How does being a new parent change your perspective?

Sachs: It's humbling, and you're very aware that there is a next generation, in a pretty profound way, and I think that can be inspiring because this is the time you have. Maybe that is also being middle-aged and coming to those discoveries. It’s also that I was interested in making a film that was for children and adults. The market doesn't invite that. But when I think about movies like The Red Balloon or 400 Blows or a wonderful movie called The World of Henry Orient. It's about two girls, I really recommend it, who fall in love with Peter Sellers. It's such a great movie, and the girls are so great, and that was, and that movie, without giving too much away, it sort of has a Hollywood ending, which we attempted initially in Little Men and it was not authentic to the kind of film we were making.

What would a Hollywood ending for this film look like?
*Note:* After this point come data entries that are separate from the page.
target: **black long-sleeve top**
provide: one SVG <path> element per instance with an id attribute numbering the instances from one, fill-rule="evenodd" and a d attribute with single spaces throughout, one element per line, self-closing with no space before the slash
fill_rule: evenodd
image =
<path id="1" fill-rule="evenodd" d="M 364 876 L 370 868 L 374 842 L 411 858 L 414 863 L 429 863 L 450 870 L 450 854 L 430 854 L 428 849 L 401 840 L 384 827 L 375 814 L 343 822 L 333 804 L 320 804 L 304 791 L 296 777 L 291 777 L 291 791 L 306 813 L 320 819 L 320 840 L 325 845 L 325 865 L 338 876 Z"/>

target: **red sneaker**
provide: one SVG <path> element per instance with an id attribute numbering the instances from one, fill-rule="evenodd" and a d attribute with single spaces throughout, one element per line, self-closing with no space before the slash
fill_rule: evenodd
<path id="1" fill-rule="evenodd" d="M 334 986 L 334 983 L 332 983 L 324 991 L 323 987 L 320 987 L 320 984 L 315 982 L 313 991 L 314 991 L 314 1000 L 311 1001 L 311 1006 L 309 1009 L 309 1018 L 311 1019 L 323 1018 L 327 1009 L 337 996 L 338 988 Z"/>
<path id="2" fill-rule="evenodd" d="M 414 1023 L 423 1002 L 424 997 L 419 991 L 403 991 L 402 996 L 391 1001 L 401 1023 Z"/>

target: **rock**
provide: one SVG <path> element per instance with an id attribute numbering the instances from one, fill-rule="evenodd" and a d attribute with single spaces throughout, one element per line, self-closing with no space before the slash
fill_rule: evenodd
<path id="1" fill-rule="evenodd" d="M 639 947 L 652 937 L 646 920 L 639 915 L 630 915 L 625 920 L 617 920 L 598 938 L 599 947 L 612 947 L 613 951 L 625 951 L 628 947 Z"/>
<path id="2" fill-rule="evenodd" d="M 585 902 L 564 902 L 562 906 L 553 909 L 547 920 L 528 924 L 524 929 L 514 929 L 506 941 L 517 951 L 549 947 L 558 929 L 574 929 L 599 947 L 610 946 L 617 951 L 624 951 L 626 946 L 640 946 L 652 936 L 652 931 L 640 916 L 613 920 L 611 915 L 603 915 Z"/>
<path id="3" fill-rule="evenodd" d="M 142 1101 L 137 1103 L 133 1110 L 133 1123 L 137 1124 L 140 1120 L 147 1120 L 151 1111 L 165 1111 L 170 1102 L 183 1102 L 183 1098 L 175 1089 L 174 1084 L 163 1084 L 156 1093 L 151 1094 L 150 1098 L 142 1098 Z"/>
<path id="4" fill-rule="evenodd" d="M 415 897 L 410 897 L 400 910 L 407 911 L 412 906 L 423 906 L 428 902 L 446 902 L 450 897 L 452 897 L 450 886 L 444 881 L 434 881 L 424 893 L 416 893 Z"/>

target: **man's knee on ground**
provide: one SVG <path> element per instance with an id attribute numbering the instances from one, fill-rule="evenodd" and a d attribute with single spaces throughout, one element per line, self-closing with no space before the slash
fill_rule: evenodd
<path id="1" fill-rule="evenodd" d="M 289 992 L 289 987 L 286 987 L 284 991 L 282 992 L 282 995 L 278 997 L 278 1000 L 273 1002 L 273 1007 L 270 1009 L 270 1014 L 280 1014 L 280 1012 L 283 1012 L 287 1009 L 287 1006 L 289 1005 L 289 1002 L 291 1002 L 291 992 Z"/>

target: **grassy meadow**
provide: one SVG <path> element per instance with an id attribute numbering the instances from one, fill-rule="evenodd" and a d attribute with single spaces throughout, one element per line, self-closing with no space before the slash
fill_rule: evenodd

Sachs: Resolved. The problems would be resolved. The problems would be overcome. And, we wrote something like that, and the kids couldn't even act it, because it was so antithetical to the kind of life-like reality we made for them in the rest of the film. So I think having kids, I'm introducing them to the cinema, and in New York City you can actually go see Looney Tunes and go see National Velvet. Between Film Forum Jr. and the Metrograph, it's been great and I feel like those types of movies have been lost because Marvel and animated movies kind of own the idea of what childhood wants — and I don't feel that way. So, as a father, I wanted to make a movie that my kids can love.